ELN API • Oracle Views • Datalab → Talend → GCP BigQuery

Project Name	Each ELN product follows a distinct IDBS access rights workflow
ETL	Talend
Status	Deployed in PROD

1. Project Overview

This document serves as the official technical handover wiki for the ETL pipeline that ingests data from multiple source systems.

The ELN API, Oracle Database Views, and the Datalab Platform loads the processed data into Google Cloud Platform (GCP) BigQuery tables using Talend as the ETL orchestration tool.

Objectives

Centralise laboratory and analytical data from heterogeneous source systems into a unified GCP data warehouse.
Enforce project-level access control for ELN data by routing each collaborator's data to their designated pipeline scope.
Provide a reliable, maintainable, and documented ETL process for the incoming team to facilitate the flow migration from Talend to Microsoft Fabric.

Scope

All active Talend jobs connecting to ELN API, Oracle Views, and DataLab.
Access management rules governing ELN products assignment per collaborator.
GCP BigQuery datasets and tables that serve as the final landing zone.
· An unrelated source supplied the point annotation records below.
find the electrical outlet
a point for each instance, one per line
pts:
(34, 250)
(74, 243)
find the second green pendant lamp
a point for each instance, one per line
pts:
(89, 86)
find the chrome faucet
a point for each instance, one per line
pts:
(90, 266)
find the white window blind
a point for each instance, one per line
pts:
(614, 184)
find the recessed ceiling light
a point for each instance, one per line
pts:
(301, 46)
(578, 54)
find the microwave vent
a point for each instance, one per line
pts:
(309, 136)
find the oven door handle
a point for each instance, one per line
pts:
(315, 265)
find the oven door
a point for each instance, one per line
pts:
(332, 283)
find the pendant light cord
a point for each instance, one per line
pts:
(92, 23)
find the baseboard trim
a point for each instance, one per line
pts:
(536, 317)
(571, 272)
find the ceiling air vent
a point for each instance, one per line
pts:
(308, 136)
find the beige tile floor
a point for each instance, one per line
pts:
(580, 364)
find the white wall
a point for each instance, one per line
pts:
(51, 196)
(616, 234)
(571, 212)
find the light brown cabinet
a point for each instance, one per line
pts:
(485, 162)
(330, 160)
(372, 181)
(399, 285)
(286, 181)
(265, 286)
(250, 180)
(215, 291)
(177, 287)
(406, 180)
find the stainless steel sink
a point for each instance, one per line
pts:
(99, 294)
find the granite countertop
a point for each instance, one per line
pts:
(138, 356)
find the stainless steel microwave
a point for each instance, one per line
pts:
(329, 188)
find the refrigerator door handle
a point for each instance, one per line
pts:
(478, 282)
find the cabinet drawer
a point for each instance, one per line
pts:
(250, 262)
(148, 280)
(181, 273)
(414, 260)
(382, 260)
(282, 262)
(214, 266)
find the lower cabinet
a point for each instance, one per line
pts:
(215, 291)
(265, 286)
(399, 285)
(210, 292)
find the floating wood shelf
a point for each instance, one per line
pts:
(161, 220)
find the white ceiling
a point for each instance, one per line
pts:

2. Architecture & Data Flow

The ETL pipeline follows a classic ETL pattern orchestrated by Talend. The high-level data flow is described below:

[ELN API] ─┐

[Oracle Views ] ──► [Talend ETL Jobs] ──► [GCP BigQuery Tables]

[Datalab Platform ]─┘

Flow Steps

Extract: Talend connects to each source (ELN REST API, Oracle JDBC, Datalab (GCP) ) and extracts raw data according to the job configuration.
Filter / Route: For ELN sources, the flow applies a project-based access filter, ensuring each collaborator's data is scoped to their assigned ELN project(s) only.
Transform: Data is cleaned, typed, and mapped to the target GCP schema within the Talend job components.
Load: Transformed data is written to the corresponding BigQuery dataset and table using the GCP BigQuery connector.

3. Source Systems

Source System	Type	Description
ELN API	REST API	Electronic Lab Notebook – exposes project data per collaborator access level
Oracle Views	Relational DB Views	Pre-aggregated relational data extracted via JDBC connections
Datalab Platform	Internal Data Platform	Analytical datasets and processed outputs from the Datalab environment

3.1 ELN API

Authentication:

- - - REST / HTTP: Protocol
    - Authentication Type : Basic HTTP
    - URL: https://mylab.syensqo.com:8443
    - Login: (Contact Admin)
    - Pasword: (Contact Admin)

Note : Get the containers IDs list from the Oracle views and use it as a parameter variable.

3.2 Oracle DB

Authentication:

(TEST)

- - - IDBS_DB_Database = ELNTEST.eua.solvay.com
    - IDBS_DB_Host = ACEW1TELNBDB02.eua.solvay.com
    - IDBS_DB_Port = 1521
    - IDBS_DB_UserName = (Contact Admin)
    - IDBS_DB_Password = (Contact Admin)

(PROD)

- - - IDBS_DB_Database = ELNPROD.eua.solvay.com
    - IDBS_DB_Host = ACEW1TELNBDB02.eua.solvay.com
    - IDBS_DB_Port = 1521
    - IDBS_DB_UserName = (Contact Admin)
    - IDBS_DB_Password = (Contact Admin)

View:

- - - IDBS_EWB_SEC.HISTORY_ENTRIES.TARGET_ENTITY_ID AS Experiment_ID
    - IDBS_EWB_SEC.HISTORY_ENTRIES.ENTITY_PATH AS FOLDERPATH
    - IDBS_EWB_SOLVAY_CUSTOM.DM_UserAccessPath_Full
    - DBS_EWB_SOLVAY_CUSTOM.DM_EntityRolePermissions_Full

Note:

- - - The Oracle database connection is enabled for Talend Remote Engines. However, when connecting to the database via a VDI, the connection may be disabled.

3.3 Datalab Platform

[Datalab API / SFTP export / direct DB connector – specify]: Access method
[Service account / credentials location]: Authentication
[CSV / Parquet / JSON – specify per dataset]: Data format

3.4 GCP

4. ELN Projects & Collaborator Access Control

The ELN system hosts multiple independent research projects. The Talend ETL flow enforces a project-level access policy: each collaborator is assigned to one or more specific ELN projects, and the pipeline only extracts and loads the data belonging to that collaborator's assigned projects.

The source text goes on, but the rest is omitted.